Yeah, there was a lot of intervention. It was illegal from the very early times. You don’t find any stories written from people who actually ate arsenic, but what you do find is either documents from courts and other bureaucratic stuff about how and when it was traded. There is a lot of information on how it was regulated and how it was allowed to be sold in special shops and pharmacies. But it was hard, harder than now to control the stuff and remove it from the rural areas. You only need really tiny amounts [to get high] so it was hard to control. For glassmaking they produced tonnes of arsenic in this region but they tried from the very beginning to clamp down on people eating it. Also, religiously it was frowned upon because it was connected to the idea of witchcraft.

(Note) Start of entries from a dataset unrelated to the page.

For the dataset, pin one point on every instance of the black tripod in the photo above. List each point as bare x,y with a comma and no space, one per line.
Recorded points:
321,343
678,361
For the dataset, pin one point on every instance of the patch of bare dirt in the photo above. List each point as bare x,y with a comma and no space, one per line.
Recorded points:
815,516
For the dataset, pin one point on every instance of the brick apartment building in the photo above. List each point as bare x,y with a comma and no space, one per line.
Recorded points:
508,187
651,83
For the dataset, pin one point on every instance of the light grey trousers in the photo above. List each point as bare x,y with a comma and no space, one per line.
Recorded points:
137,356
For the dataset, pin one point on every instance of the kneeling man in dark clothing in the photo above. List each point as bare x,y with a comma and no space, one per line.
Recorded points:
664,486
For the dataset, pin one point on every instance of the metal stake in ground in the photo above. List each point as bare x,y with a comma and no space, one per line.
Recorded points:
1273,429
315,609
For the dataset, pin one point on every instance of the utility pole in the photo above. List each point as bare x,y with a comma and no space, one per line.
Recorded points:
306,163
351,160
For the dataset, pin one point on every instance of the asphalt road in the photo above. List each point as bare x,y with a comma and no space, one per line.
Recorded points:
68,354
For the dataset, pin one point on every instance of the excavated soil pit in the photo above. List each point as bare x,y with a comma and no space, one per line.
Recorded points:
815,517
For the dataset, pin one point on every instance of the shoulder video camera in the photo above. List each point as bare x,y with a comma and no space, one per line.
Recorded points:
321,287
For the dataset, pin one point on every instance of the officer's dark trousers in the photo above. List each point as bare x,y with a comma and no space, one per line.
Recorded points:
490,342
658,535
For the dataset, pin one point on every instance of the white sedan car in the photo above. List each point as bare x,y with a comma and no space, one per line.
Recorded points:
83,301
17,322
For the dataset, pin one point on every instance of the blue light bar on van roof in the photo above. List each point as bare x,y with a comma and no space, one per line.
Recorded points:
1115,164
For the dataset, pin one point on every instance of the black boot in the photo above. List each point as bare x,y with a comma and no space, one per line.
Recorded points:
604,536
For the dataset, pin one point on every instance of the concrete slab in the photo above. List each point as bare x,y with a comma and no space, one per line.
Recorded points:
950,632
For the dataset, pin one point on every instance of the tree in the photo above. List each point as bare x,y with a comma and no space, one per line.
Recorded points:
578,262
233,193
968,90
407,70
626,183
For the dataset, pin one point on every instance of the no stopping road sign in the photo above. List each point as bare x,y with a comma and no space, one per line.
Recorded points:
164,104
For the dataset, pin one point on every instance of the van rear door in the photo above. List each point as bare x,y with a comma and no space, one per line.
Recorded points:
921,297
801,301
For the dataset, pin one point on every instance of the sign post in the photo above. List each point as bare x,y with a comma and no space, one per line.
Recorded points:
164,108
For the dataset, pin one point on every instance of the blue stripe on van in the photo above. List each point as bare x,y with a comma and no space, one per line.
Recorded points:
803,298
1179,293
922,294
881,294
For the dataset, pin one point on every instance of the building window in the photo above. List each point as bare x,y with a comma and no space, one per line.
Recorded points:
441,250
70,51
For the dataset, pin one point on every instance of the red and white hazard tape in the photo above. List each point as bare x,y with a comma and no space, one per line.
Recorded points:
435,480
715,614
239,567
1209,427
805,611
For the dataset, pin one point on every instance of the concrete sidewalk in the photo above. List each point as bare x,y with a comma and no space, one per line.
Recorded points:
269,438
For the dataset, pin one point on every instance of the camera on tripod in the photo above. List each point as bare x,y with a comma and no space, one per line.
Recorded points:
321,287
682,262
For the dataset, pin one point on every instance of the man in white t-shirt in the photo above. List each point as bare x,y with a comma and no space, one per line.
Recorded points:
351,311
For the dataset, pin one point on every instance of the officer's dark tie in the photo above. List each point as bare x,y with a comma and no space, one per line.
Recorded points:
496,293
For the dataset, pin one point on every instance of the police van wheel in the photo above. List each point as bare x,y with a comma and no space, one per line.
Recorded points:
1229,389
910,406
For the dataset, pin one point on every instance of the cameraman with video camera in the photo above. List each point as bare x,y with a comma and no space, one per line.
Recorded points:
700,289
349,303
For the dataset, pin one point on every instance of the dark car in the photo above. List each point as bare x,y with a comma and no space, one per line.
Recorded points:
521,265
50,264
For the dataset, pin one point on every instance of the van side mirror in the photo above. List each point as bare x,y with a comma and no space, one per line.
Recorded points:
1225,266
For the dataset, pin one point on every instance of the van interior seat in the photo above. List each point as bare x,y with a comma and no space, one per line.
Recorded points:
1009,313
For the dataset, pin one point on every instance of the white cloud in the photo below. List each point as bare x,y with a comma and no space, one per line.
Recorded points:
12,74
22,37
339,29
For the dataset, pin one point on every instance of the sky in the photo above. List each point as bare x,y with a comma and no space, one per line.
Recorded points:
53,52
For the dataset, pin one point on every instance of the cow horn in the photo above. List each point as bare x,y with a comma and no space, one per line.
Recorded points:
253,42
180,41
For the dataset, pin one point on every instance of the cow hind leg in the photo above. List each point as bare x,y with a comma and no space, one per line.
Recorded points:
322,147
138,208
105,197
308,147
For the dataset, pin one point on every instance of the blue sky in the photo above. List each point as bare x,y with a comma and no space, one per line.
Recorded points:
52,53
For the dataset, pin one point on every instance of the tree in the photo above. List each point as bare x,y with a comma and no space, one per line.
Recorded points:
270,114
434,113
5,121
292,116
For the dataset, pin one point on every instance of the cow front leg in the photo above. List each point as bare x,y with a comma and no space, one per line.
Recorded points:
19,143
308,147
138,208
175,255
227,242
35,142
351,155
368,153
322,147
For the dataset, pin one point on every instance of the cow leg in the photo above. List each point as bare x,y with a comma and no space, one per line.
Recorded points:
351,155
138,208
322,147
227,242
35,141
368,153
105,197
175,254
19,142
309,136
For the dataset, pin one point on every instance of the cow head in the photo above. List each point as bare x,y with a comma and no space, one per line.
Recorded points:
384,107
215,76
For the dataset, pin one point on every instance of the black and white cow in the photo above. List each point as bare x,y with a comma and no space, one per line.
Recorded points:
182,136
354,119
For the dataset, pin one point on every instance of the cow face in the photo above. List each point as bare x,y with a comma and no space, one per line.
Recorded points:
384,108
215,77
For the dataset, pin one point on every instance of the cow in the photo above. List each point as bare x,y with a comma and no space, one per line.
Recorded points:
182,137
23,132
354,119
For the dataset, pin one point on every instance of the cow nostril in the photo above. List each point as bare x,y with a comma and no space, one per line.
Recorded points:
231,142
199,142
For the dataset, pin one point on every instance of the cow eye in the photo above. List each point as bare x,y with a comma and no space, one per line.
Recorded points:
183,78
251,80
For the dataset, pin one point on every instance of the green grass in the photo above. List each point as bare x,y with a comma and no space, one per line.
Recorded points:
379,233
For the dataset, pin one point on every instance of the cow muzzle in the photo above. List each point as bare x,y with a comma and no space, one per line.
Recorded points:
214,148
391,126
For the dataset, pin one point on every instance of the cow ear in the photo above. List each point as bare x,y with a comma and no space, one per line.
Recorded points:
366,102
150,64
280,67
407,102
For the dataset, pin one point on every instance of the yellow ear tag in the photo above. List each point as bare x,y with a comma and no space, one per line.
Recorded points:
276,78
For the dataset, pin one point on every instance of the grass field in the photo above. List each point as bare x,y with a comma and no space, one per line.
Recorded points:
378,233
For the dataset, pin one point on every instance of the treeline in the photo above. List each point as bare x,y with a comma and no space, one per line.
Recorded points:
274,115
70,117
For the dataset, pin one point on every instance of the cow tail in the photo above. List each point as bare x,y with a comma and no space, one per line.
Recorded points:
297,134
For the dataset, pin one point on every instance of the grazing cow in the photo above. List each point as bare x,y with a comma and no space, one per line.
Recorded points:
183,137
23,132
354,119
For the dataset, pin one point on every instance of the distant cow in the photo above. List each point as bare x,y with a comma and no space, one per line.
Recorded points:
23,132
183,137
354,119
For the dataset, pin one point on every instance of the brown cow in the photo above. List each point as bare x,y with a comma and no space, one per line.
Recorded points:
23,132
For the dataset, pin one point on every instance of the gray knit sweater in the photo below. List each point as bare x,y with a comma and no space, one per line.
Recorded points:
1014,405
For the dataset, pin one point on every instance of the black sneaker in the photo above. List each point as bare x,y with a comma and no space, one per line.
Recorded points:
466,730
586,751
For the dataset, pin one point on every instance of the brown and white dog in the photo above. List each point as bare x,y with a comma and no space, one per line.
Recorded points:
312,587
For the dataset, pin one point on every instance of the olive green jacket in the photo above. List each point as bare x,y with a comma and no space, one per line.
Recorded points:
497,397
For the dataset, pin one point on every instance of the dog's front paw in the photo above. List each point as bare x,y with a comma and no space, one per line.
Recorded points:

A lump of arsenic as it's found in the ground

As a photographer, what made you interested in Austria's history of arsenic eating?
I’d never properly heard about eating arsenic until I was 30 or so. Then I found out that all the old people knew about it, and it just sounded like such a surreal story. It sounded like a parallel universe, but it was happening right where I'd grown up. And that’s what I find interesting. How can something that’s so popular be removed from collective memory so fast? If you start doing some research and looking at some stuff, it’s there. But it's almost been a process of Austrian culture trying to forget about it.

What did you want to achieve artistically with you book, the Arsenic Eaters?
I wanted to find out what reality looks like in a place where eating arsenic makes sense. What was their reality like in a place where eating arsenic seemed logical? I read a lot of literature and I tried to get an image of their reality they were living in. I then photographed things that were connected to their world, to show the physical landscape they lived in. I tried to mix the sources up to make one world. I want this piece to link the present to the past.